In sede live ci tenete a proporre qualcosa di diverso dal disco insomma.
Non è sempre una scelta, a volte succede per caso, altre volte ti trovi semplicemente davanti all’impossibilità di riprodurre fedelmente quello che hai inciso…in quel caso non ha molto senso cercare di fare una copia carbone: chi ci viene a sentire in genere il disco l’ha già sentito!
Avete anche un modo abbastanza insolito di curare i vostri social. Ci racconti cosa è successo con Mac DeMarco ad esempio?
Guarda, c’è davvero poco di vero in quella storia! Mac DeMarco si è rifiutato di lavorare con noi, peccato che nessuno gliel’abbia mai chiesto. Ho letto la storia sui giornali come tutti. Credo che sia semplicemente successo che qualcuno che conosciamo abbia detto a Mac che stavamo cercando un chitarrista, e lui l’abbia presa come un’ offerta. Anche se ha trasformato questo fraintendimento in una gigantesca stronzata per ragazzine sono sicuro sia un bravo ragazzo dopo tutto…(sorride)
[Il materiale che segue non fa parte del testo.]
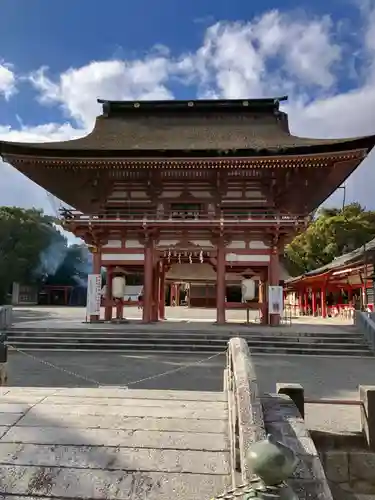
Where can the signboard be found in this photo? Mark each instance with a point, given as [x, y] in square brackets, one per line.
[248, 290]
[275, 300]
[94, 287]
Voi e Mac comunicate con il vostro pubblico in modi sicuramente opposti…
Decisamente! Lui fa un sacco il bravo ragazzo, a noi piace essere un po’ più diretti. Ma hanno tutti paura di esprimersi in generale: nessun gruppo parla di politica per paura di compromettere le vendite del disco, ad esempio.
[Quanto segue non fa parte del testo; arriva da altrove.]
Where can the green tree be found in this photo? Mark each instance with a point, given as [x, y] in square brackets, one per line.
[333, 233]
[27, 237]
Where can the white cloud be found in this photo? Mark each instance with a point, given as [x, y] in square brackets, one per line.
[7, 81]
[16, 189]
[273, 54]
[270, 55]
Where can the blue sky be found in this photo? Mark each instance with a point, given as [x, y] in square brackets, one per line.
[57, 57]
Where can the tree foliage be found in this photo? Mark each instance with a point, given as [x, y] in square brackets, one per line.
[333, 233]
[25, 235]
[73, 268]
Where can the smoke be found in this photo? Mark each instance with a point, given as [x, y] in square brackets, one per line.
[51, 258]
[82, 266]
Ho letto anche uno status contro Andrew Lloyd Webber. Cosa vi ha fatto?
Non l’ho postato io…suppongo che sia perché è un noto pezzo di merda conservatore! Aspetta…(urla a un roadie: “ti ricordi perché abbiamo insultatato Andrew Lloyd Webber?” Il roadie risponde: “È tornato da New York apposta per votare a favore del taglio dei fondi per i senzatetto. Volando in prima classe ovviamente.”)…visto? Che ti dicevo? Sono le persone così a rovinare il mondo!
Ragioni politiche quindi. La politica in generale sembra interessarvi molto…
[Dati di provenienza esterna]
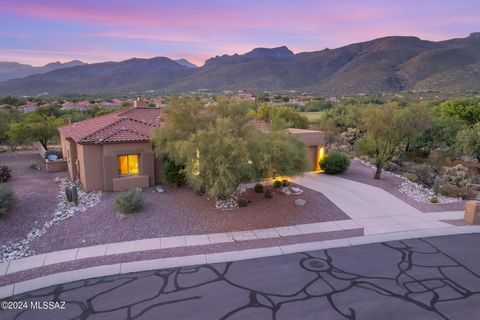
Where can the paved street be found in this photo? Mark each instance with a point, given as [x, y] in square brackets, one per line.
[372, 208]
[432, 278]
Certo, la politica è una cosa che riguarda tutti, quindi tutti dovrebbero occuparsene. Come ti dicevo un sacco di gente ha paura di esprimersi su questi temi, la band in particolare, fanno e dicono tutto quello che il management dice loro di fare. Per noi è l’opposto: se sei in questa posizione devi assolutamente sentirti libero di esprimere le tue opinioni e far riflettere le persone. Poi credo che la gente si ricordi che facciamo musica, e possa comprare il disco anche se diciamo qualcosa che non condivide. In generale non credo che pensare con la tua testa e avere un’opinione possa in alcun modo rovinarti la carriera, ecco!
Torniamo alla musica. Avete avuto un successo abbastanza inusuale per una band che ha pubblicato un solo LP. Non avete paura che la fama vi costringa ad ammorbidirvi un po’?
L’album nuovo suona già più pulito, ma non per ragioni commerciali. È comunque abbastanza grezzo, ma siamo decisamente usciti dal suono garage dell’esordio…non abbiamo avuto paura di suonare un po’ più puliti e fare pezzi con sonorità lontanissime dal primo lavoro, come ti dicevo prima per Whitest Boy On The Beach. Ma non è stata una scelta dettata dal successo, non ci siamo detti “oh, ora che siamo famosi dobbiamo fare un album più pulito”. Ci andava di spingerci un po’ più in là, giocare con le drum machine…fare altro insomma, esplorare. Poi un altro disco garage sarebbe stato una gran ovvietà.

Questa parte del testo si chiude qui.